Dr. Hecht: We haven’t really had a lot of positive trials in pancreatic cancer in a number of years. The outlook until recently has been fairly dismal, but now I would say there is reason to be hopeful. There are many new drugs in development, and many for which we have positive clinical trials that could be practice-changing. All it takes is a positive trial or two and you really can alter the entire landscape. Unfortunately, trials take time to mature.

CH: Let’s talk about some of those drugs. One of the obstacles in treating pancreatic cancer relates to the fact that the tumor is hard to penetrate. The pegylated hyaluronidase enzyme PEGPH20 is an interesting compound in that it attempts to tackle this problem. Can you describe the current status for this drug?

Dr. Hecht: PEGPH20’s mechanism of action relates to the tumor stroma, which is particularly important in pancreatic cancer. As the immunotherapy revolution has taken hold, the question is also how to get immune-effector cells into pancreatic cancers. The stromal defense is part of the problem, and one of its components is hyaluronan (hyaluronic acid, HA). HA increases interstitial pressure, decreases blood flow, impairs drug delivery, and creates a nutrient- and oxygen-deprived microenvironment.1 PEGPH20 is designed to break down stromal HA so that the delivery of chemotherapy is enhanced. The compound is being developed with a companion assay to determine HA levels, under the assumption that high levels of HA predict for benefit with PEGPH20, is supported by preclinical and clinical data.

CH: Can you describe the clinical trials of PEGPH20?

Dr. Hecht: There have been two important clinical trials and others are underway. Hingorani and colleagues presented a Phase 2 study at the 2017 ASCO Annual Meeting2 (See Box). When the researchers evaluated the subset of patients with high HA levels—meaning they expressed the stromal component—they saw the most benefit.

A phase 2 study of PEGPH20 in combination with gemcitabine/nab-paclitaxel versus gemcitabine/nab-paclitaxel alone found that median progression-free survival improved with the addition of the novel agent in patients whose tumors had high HA levels (9.2 months vs 5.2 months; P = .048).2 PEGPH20 does not appear to add efficacy, however, to modified FOLFIRINOX (5-fluorouracil, leucovorin, irinotecan, oxaliplatin.3 A registration trial evaluating PEGPH20 in combination with gemcitabine/nab-paclitaxel versus chemotherapy alone in biomarker-selected patients is recruiting (NCT02715804).4

But there is no such thing as a free lunch, and targeted therapies can have side effects.
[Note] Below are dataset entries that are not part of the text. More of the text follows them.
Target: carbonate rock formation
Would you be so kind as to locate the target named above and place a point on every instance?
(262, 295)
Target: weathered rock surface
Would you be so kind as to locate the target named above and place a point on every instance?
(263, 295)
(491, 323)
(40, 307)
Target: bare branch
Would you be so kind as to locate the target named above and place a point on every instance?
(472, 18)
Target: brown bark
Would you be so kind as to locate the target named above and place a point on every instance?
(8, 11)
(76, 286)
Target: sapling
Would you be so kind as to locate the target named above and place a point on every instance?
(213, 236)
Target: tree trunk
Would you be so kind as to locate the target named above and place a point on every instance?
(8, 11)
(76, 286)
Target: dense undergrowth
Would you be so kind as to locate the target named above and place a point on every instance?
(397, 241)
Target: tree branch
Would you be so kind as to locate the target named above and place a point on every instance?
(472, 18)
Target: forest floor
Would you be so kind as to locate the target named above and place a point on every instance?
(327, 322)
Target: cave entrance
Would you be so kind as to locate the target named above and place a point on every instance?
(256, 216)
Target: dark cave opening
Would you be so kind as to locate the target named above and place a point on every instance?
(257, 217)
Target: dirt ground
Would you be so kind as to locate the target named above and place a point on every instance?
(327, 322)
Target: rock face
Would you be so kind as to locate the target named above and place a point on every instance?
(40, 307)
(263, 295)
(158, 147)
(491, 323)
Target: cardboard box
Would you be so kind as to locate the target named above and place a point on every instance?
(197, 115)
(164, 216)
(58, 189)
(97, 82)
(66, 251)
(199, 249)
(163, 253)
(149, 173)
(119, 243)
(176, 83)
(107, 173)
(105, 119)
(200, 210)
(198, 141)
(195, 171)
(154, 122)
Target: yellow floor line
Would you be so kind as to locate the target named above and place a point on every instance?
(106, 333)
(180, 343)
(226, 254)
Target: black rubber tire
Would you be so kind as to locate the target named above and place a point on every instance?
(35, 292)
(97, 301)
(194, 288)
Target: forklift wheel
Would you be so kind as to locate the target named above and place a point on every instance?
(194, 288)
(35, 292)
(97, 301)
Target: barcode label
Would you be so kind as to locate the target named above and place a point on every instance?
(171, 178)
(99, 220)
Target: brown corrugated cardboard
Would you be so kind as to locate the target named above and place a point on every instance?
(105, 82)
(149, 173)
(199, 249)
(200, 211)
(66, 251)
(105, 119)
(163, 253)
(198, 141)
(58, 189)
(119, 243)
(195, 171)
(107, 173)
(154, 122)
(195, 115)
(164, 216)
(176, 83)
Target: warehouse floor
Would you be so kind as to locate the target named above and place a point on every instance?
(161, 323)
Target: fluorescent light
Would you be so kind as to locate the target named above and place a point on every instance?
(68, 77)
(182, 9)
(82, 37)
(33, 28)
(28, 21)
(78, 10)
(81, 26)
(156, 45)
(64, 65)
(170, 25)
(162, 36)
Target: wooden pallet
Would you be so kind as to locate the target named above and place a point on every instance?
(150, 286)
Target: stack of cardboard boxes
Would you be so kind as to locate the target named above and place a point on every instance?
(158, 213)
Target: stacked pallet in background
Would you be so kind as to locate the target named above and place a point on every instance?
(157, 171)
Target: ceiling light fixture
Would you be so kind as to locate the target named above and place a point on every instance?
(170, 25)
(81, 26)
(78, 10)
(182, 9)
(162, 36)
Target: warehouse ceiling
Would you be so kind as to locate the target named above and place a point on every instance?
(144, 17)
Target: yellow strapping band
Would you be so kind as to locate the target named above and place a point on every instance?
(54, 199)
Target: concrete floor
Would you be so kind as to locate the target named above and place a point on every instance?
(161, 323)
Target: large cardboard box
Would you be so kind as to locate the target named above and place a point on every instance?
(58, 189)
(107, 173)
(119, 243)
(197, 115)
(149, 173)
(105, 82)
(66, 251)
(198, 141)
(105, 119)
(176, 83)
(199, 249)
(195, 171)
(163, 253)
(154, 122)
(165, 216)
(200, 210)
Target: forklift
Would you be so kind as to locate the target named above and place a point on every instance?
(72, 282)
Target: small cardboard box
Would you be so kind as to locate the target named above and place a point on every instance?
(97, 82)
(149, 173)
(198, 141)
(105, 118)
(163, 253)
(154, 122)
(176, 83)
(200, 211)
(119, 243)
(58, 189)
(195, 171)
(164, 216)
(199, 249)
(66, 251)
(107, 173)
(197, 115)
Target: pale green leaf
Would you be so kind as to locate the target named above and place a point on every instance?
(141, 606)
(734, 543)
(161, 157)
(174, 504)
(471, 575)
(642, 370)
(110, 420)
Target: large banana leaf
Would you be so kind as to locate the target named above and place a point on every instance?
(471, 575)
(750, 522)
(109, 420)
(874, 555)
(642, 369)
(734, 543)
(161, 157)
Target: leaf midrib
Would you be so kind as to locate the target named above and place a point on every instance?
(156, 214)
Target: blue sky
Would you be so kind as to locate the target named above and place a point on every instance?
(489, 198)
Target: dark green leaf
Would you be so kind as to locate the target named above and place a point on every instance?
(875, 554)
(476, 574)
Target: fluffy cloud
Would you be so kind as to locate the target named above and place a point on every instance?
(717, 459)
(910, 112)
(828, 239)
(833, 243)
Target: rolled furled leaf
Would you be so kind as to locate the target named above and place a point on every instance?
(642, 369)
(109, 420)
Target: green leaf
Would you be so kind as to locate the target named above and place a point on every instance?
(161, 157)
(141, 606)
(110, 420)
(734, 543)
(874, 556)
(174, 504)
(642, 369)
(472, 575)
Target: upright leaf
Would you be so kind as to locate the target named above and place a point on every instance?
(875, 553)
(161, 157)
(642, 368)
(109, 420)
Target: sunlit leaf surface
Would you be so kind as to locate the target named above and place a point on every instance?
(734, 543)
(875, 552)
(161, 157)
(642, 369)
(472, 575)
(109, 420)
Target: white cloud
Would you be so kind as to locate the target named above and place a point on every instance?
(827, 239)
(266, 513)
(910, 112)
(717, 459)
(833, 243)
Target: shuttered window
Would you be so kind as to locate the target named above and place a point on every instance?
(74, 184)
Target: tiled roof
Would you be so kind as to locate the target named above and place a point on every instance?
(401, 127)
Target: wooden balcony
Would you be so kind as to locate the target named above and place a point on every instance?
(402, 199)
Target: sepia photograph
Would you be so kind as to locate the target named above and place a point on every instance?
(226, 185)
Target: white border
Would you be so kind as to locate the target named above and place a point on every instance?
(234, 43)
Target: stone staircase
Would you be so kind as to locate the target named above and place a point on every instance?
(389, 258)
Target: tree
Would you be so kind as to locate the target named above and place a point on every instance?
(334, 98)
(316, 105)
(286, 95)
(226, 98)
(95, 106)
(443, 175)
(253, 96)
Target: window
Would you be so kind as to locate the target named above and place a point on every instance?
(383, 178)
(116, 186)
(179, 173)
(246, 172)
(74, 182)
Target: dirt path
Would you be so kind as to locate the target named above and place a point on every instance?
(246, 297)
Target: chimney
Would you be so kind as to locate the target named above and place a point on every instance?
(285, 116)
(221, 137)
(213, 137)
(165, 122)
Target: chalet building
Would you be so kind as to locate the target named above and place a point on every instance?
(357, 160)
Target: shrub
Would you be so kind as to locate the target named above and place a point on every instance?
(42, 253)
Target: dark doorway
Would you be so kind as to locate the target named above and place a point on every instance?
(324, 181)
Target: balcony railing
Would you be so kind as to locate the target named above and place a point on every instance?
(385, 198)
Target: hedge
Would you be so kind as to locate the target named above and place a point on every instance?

For PEGPH20, it was an increase in thromboembolic events, which was not surprising since pancreatic cancer has the highest incidence of thromboembolic events among all tumor types. Now patients are prophylactically anticoagulated with low molecular weight heparin.

We also learned that the chemotherapy partner seems to matter with PEGPH20. In contrast to the benefit shown by combining this drug with nab-paclitaxel/gemcitabine, the drug was not shown to be more effective than modified FOLFIRINOX (5-fluorouracil, leucovorin, irinotecan, oxaliplatin) alone in the Phase 2 SWOG S1313 trial.3

CH: So, what studies are currently underway for PEGPH20?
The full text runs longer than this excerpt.